Er litt mit dem Rhein, überhaupt mit dem miserablen Zustand der Flüsse. Er hat es vor Ort miterlebt, wie die Deutschen vor einem halben Jahrhundert mit Blick auf die zu Kloaken verkommenen Gewässer an ihrem Umgang mit der Ressource Wasser zu zweifeln begannen.
Dann zog Bendig nach Niedersachsen und verpflichtete sich für zwölf Jahre als Soldat bei der Luftwaffe. In seiner Freizeit flog er Segelflugzeuge, und manchmal kam es vor, dass er über das Steinhuder Meer glitt, den größten See Niedersachsens. Wenn ich nicht mehr fliegen kann, dachte er sich, fange ich mit Segeln auf dem Wasser an. Während der Zeit bei der Bundeswehr holte er an der Abendschule in Hannover die Mittlere Reife nach, zog nach München, machte Abitur und studierte Lehramt für die Volksschule. Als Junglehrer kam er mit seiner Frau nach Treuchtlingen und blieb; die Familie wuchs um zwei Kinder.
Als er hier ankam, diskutierte man über einen Gasspeicher, den ein Energieversorger unterirdisch errichten wollte. »Ein Wahnsinn wäre das gewesen, angesichts des karstigen Untergrundes und der geologischen Verwerfungen«, sagt Bendig. Das könne dem Grundwasser nicht guttun. »Man hätte das Grundwasser verdrängt für Gas.« Also fing er an, sich zu wehren. Des Wassers wegen.

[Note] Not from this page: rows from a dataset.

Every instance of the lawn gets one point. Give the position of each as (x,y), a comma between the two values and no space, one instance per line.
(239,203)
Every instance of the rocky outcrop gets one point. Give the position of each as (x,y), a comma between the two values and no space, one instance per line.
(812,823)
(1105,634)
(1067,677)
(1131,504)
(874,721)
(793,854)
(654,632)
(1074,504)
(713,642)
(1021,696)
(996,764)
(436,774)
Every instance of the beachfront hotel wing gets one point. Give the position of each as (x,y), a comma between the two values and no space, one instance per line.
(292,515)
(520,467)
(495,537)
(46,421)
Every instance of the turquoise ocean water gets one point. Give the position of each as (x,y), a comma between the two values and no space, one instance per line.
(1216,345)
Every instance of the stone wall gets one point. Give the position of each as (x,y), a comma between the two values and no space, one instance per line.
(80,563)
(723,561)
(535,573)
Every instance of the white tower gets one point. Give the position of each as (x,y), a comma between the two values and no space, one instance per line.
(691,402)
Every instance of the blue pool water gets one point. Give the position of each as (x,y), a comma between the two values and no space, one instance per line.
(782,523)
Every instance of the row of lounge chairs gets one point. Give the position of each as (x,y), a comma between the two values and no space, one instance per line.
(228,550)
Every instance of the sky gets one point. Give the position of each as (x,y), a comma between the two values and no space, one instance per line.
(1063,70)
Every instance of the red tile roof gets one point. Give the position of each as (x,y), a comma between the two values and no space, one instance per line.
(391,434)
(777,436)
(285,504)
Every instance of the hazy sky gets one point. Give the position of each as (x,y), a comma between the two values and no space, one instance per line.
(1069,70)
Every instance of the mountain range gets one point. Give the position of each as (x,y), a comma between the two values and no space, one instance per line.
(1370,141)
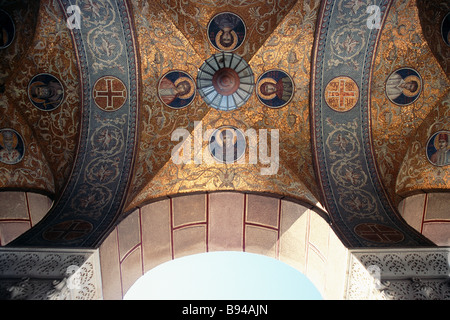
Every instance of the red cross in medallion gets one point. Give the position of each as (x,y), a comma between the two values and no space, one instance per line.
(109,93)
(341,94)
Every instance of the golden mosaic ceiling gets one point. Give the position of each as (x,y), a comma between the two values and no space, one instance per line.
(171,35)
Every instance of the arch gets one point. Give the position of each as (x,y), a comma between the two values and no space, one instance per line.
(220,275)
(223,221)
(19,212)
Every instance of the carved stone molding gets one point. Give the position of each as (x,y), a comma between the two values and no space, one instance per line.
(42,274)
(399,274)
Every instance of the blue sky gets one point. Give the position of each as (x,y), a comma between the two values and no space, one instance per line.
(223,276)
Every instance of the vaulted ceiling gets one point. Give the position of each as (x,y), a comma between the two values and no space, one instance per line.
(98,164)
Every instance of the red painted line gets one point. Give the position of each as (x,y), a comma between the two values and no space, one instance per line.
(171,228)
(243,224)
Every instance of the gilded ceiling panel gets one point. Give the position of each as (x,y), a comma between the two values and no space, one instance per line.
(288,49)
(261,17)
(403,55)
(422,170)
(27,12)
(49,67)
(162,48)
(435,18)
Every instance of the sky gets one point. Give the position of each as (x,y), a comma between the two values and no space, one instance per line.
(223,276)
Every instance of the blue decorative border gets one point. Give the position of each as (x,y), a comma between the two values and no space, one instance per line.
(342,222)
(63,210)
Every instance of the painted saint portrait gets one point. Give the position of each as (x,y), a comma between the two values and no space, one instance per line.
(445,29)
(438,149)
(12,147)
(7,29)
(226,31)
(45,92)
(176,89)
(275,88)
(227,144)
(404,86)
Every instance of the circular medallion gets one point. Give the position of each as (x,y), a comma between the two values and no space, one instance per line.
(445,29)
(45,92)
(404,86)
(341,94)
(438,148)
(68,230)
(7,29)
(378,233)
(227,144)
(176,89)
(12,147)
(225,81)
(275,88)
(226,31)
(109,93)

1975 war auch das Jahr, in dem ein Buch für Aufsehen sorgte, das bis heute als Klassiker der Umweltliteratur gilt. »Ein Planet wird geplündert – Die Schreckensbilanz unserer Politik« hieß der Bestseller, geschrieben vom CDU-Bundestagsabgeordneten Herbert Gruhl (Frankfurt/Main 1975). So etwas kannte man bis dahin nicht. Umwelt- und Wasserschutz, Kritik an Wachstumspolitik und Kernenergie, der Schutz von und der Umgang mit natürlichen Ressourcen – das alles war bürgerlichen Parteien schwer vermittelbar und erst recht nicht der Union. Gruhl, der schon 1971 als einer der ersten Politiker das Waldsterben angeprangert hatte, eckte an. 1978 kam es zum Zerwürfnis mit seiner Partei. Er avancierte zu einem der Urväter der Grünen, fand sich dort aber nicht wirklich wieder und trat aus. Er gründete die ÖDP, wurde Bundesvorsitzender, warf dann aber wieder hin.

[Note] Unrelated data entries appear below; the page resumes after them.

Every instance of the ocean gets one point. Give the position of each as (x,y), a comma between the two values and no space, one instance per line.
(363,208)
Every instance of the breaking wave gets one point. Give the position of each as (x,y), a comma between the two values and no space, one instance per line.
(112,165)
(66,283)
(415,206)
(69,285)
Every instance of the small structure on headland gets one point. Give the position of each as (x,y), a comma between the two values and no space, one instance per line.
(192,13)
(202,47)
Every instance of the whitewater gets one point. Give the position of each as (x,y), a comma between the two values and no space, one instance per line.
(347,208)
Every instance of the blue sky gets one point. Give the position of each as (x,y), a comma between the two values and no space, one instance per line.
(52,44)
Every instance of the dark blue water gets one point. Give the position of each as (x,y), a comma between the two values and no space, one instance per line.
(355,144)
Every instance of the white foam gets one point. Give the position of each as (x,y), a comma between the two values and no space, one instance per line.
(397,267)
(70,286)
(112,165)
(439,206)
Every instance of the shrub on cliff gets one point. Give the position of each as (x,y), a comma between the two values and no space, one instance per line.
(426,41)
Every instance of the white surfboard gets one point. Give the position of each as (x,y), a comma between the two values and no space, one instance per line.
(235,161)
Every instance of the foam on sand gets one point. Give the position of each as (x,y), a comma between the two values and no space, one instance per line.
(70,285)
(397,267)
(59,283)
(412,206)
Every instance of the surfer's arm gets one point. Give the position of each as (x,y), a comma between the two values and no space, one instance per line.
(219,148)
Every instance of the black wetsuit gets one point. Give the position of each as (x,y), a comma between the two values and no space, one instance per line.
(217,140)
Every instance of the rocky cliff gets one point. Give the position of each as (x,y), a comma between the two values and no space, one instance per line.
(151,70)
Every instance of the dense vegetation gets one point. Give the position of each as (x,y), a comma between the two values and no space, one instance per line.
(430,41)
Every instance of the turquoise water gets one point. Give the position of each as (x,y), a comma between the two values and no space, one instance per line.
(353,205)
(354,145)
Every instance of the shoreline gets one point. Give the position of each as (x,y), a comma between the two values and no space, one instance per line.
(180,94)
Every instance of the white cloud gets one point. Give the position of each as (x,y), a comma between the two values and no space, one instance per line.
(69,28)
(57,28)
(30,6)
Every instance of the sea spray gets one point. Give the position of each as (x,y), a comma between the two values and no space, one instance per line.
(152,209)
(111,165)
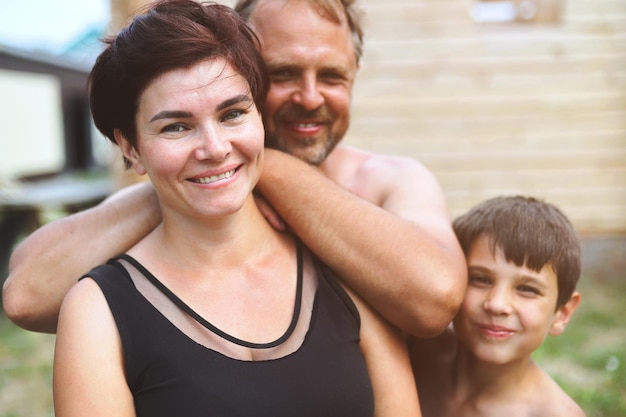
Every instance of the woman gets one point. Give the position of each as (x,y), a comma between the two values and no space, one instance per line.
(214,312)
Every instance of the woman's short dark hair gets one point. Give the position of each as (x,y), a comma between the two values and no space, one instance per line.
(168,35)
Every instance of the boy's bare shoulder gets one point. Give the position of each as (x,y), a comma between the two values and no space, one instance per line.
(550,400)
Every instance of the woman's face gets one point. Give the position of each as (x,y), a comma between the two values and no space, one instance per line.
(200,139)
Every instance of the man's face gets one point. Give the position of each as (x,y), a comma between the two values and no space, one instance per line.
(312,66)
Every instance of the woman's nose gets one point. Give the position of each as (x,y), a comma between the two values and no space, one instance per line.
(213,145)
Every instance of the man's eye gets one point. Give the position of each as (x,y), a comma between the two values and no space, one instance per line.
(284,74)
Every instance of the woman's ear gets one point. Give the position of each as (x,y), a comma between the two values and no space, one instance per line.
(131,156)
(564,314)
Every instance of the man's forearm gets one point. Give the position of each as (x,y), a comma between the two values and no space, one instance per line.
(47,263)
(412,279)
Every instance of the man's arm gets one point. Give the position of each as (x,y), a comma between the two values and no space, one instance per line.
(47,263)
(401,257)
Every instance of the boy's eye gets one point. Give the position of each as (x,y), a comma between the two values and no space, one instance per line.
(479,280)
(529,290)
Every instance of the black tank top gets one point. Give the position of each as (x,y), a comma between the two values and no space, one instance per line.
(171,375)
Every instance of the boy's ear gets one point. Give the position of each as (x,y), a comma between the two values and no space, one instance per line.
(564,313)
(129,152)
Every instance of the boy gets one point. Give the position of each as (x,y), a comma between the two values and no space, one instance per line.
(523,260)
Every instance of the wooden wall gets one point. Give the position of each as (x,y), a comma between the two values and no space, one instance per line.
(533,108)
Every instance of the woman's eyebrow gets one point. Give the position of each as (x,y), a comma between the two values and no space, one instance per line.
(171,114)
(231,101)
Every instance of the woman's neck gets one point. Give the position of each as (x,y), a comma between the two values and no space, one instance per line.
(191,243)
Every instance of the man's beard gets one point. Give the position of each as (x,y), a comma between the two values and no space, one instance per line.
(316,150)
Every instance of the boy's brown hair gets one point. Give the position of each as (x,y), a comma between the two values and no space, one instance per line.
(530,232)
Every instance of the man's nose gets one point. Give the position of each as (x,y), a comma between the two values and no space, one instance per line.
(308,94)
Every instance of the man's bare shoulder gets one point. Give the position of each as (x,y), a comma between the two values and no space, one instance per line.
(373,176)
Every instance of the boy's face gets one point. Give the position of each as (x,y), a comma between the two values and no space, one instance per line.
(508,310)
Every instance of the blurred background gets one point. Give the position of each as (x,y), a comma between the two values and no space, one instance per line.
(495,97)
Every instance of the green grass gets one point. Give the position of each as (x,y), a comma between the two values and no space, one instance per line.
(588,360)
(25,372)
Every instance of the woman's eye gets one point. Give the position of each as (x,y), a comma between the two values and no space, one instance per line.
(233,114)
(174,128)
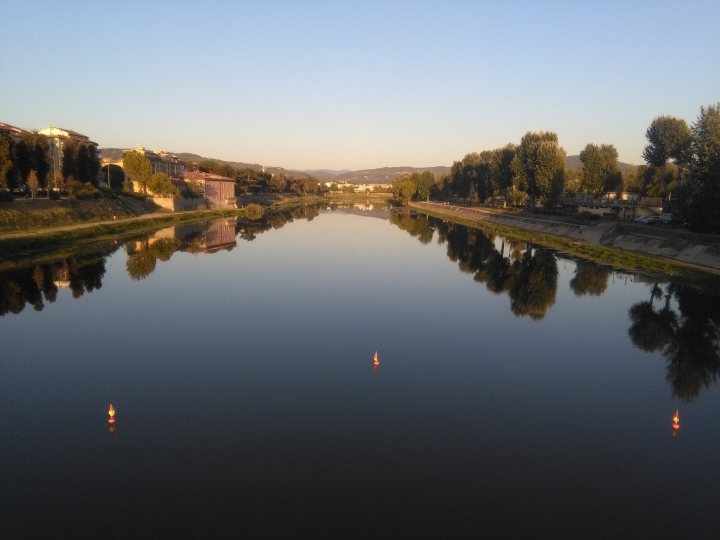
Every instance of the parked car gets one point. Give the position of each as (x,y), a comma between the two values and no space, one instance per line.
(648,220)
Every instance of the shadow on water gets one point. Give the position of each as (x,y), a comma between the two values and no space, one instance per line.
(82,273)
(679,321)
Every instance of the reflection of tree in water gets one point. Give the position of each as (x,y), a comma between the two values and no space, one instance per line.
(532,283)
(688,336)
(140,262)
(527,275)
(39,284)
(590,278)
(248,229)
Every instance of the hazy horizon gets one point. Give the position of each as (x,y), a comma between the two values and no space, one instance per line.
(319,85)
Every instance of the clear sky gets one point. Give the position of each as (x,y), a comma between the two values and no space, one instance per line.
(339,84)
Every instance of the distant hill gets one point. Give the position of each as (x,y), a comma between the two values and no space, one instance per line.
(116,153)
(324,174)
(384,175)
(573,162)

Die neue Umweltbewegung und ihre Themen wurzelten in der Gesellschaft. Bendig sagt, Gruhls Buch habe ihn bewegt und beschäftigt, vielleicht sogar etwas ausgelöst. Er gründete mit seiner Frau Barbara und ein paar Gleichgesinnten in Treuchtlingen eine Ortsgruppe des BUND Naturschutz. In ihrer Freizeit fuhr das Paar im Kanu die Altmühl rauf und runter. Bendig schrieb einen Routenführer für Bootswanderer auf dem Fluss. Auf der Donau lag ihr Segelboot. Wasser nutzen, warum auch nicht? »Es kommt auf das Wie an«, sagt Bendig, und für ihn heiße das bis heute: wenn Boot, dann ohne Motor.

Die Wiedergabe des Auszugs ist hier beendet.